Je voudrais ajouter qu’à côté de cette prise de conscience des laïcs, il se produit un développement analogue dans la sensibilité des pasteurs. Ils se rendent compte du caractère spécifique de la vocation laïque, qui doit être encouragée et favorisée au moyen d’une pastorale qui porte à découvrir, au sein du Peuple de Dieu, le charisme de la sainteté et de l’apostolat dans les formes infinies et très diverses sous lesquelles Dieu l’accorde.

Cette nouvelle pastorale est très exigeante, mais, à mon sens, absolument nécessaire. Elle requiert le don surnaturel du discernement des esprits, la sensibilité aux choses de Dieu, l’humilité qui consiste à ne pas imposer ses préférences personnelles et à aider ce que Dieu infuse dans les âmes. En un mot : l’amour de la liberté légitime des enfants de Dieu, qui trouvent le Christ, deviennent porteurs du Christ, et suivent des chemins très divers, mais tous également divins.

L’un des plus grands dangers qui menacent aujourd’hui l’Église pourrait bien être, justement, de ne pas reconnaître ces exigences divines de la liberté chrétienne, et, en se laissant aller à de fausses raisons d’efficacité, de prétendre imposer une uniformité aux chrétiens. À la base de cette attitude, il y a quelque chose non seulement de légitime, mais de louable : le désir que l’Église rende un témoignage tel qu’il émeuve le monde moderne. Je crains fort, néanmoins, que le chemin ne soit mauvais et qu’il n’aboutisse, d’une part, à compromettre la hiérarchie dans les questions temporelles pour ne déboucher alors que sur un cléricalisme différent, mais aussi néfaste que celui des siècles passés ; et, d’autre part, à isoler les laïcs, les chrétiens ordinaires, du monde où ils vivent, pour en faire les porte-parole des décisions ou des idées conçues en dehors de ce monde.

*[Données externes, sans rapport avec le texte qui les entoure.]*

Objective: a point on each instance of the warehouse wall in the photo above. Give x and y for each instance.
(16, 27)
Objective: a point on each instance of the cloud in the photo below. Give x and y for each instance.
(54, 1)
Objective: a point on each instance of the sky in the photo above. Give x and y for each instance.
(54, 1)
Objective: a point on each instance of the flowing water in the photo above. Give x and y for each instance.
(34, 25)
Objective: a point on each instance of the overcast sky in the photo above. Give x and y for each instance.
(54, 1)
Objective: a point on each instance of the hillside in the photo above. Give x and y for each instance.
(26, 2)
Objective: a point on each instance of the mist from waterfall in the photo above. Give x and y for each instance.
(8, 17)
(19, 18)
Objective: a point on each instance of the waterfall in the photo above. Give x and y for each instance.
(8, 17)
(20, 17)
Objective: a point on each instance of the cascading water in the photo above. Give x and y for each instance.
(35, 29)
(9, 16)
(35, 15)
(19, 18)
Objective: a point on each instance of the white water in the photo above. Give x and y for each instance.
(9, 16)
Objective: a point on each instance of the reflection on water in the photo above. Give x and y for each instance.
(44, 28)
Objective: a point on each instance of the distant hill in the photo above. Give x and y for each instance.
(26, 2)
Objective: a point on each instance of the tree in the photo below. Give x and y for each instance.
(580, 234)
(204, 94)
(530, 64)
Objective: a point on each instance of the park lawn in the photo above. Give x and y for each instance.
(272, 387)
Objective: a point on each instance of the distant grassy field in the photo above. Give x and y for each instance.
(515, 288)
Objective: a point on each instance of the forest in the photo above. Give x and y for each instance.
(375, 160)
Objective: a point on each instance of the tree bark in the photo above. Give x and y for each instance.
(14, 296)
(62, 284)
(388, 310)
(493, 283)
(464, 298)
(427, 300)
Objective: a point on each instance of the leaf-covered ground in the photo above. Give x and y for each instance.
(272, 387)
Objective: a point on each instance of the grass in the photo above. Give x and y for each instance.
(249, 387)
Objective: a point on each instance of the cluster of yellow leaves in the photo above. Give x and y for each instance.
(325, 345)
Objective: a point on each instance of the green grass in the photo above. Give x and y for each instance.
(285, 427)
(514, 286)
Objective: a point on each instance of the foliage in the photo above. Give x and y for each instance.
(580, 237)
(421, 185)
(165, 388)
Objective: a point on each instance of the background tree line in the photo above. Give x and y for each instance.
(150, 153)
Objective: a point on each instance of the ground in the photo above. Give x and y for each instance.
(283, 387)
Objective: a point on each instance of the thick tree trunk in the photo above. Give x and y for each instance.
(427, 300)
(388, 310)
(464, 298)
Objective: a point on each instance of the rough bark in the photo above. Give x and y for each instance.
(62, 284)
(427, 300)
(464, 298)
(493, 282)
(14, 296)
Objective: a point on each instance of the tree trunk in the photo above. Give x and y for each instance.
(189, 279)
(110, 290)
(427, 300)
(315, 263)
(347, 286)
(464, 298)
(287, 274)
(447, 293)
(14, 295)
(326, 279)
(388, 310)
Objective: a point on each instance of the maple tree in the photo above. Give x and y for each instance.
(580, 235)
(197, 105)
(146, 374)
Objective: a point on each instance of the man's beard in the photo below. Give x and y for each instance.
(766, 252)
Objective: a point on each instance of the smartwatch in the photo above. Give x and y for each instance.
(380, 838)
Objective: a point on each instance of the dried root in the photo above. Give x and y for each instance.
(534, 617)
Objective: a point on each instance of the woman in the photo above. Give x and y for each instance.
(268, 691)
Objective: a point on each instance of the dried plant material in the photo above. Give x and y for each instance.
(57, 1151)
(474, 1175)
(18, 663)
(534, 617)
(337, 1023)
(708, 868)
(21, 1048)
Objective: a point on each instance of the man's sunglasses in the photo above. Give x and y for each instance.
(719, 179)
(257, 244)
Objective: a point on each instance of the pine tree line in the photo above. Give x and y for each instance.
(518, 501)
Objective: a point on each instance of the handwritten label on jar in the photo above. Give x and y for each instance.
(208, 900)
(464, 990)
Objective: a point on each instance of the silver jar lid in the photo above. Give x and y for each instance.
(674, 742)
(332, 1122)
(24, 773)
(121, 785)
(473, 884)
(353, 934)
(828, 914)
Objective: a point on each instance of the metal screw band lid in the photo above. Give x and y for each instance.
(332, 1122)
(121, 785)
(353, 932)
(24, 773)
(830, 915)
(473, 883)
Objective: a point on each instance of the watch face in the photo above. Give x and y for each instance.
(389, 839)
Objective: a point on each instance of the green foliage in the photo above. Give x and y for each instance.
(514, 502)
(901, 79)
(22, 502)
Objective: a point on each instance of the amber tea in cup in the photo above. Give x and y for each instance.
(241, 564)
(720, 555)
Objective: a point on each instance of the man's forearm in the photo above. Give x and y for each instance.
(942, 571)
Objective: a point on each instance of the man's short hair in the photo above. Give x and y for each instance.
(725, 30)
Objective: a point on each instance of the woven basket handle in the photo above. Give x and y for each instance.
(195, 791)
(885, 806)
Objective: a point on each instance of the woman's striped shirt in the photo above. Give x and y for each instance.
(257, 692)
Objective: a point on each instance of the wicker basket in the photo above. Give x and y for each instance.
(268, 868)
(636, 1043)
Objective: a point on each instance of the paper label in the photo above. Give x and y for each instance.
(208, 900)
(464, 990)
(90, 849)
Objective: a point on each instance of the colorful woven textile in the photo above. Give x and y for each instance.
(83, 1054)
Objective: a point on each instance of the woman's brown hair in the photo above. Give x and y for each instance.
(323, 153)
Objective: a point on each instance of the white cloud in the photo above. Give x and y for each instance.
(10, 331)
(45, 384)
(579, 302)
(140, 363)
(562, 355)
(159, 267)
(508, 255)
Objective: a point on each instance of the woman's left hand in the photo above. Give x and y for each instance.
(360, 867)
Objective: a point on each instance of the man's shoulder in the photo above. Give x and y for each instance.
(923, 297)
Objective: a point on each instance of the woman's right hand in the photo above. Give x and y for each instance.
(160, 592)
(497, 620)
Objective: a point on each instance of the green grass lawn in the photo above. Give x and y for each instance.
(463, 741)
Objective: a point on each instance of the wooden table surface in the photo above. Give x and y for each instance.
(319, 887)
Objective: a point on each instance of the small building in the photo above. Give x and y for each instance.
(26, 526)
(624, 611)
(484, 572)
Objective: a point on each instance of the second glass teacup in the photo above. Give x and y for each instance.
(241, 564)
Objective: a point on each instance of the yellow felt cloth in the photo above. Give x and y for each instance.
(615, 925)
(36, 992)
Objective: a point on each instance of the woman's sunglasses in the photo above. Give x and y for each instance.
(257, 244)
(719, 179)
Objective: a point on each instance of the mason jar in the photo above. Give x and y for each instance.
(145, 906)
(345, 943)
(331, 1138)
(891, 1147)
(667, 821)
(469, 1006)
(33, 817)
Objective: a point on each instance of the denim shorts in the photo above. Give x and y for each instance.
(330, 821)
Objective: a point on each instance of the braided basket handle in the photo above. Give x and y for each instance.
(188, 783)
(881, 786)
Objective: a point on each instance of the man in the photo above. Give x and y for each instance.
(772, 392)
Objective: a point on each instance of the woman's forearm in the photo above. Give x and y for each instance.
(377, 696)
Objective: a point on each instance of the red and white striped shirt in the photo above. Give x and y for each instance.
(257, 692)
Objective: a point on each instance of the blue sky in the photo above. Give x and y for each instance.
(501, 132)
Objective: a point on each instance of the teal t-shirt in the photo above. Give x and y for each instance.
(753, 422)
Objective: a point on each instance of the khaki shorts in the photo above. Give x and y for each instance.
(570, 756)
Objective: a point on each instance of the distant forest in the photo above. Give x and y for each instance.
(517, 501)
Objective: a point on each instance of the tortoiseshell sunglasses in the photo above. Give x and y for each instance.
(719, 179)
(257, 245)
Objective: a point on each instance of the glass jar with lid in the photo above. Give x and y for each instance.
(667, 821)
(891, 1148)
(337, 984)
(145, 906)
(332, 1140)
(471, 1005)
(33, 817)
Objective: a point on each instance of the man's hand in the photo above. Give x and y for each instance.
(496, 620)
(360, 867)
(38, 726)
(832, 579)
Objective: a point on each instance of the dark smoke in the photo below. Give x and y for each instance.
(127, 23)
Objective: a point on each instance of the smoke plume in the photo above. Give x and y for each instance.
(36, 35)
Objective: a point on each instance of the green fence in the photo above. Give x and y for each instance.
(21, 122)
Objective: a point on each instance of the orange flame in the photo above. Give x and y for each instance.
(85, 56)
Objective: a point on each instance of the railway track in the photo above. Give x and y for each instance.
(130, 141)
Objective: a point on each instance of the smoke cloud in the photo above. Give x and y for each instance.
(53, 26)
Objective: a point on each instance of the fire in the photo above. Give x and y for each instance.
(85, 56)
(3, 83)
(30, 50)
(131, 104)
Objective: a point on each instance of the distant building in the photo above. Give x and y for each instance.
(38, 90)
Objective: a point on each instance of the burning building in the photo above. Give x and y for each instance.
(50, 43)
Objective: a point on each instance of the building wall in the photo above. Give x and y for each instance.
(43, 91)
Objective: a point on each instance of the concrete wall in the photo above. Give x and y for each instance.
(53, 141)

Il me semble qu’on nous demande, à nous les prêtres, l’humilité d’apprendre à ne pas être à la mode, d’être réellement les serviteurs des serviteurs de Dieu – nous souvenant de ce cri de Jean-Baptiste : illum oportet crescere, me autem minui (Jn 3, 30), il faut que lui grandisse et que moi, je décroisse – pour que les chrétiens ordinaires, les laïcs, rendent le Christ présent, dans tous les milieux de la société. La mission de répandre la doctrine, d’aider à pénétrer les exigences personnelles et sociales de l’Évangile, d’engager à discerner les signes des temps, c’est, et ce sera toujours, une des tâches fondamentales du prêtre. Mais tout travail sacerdotal doit s’accomplir dans le plus grand respect de la légitime liberté des consciences : chaque homme doit librement répondre à Dieu. Au surplus, tout catholique, outre l’aide que lui apporte le prêtre, reçoit lui aussi de Dieu des lumières propres, des grâces d’état qui lui permettent de remplir la mission spécifique dont il est chargé, en tant qu’homme et en tant que chrétien.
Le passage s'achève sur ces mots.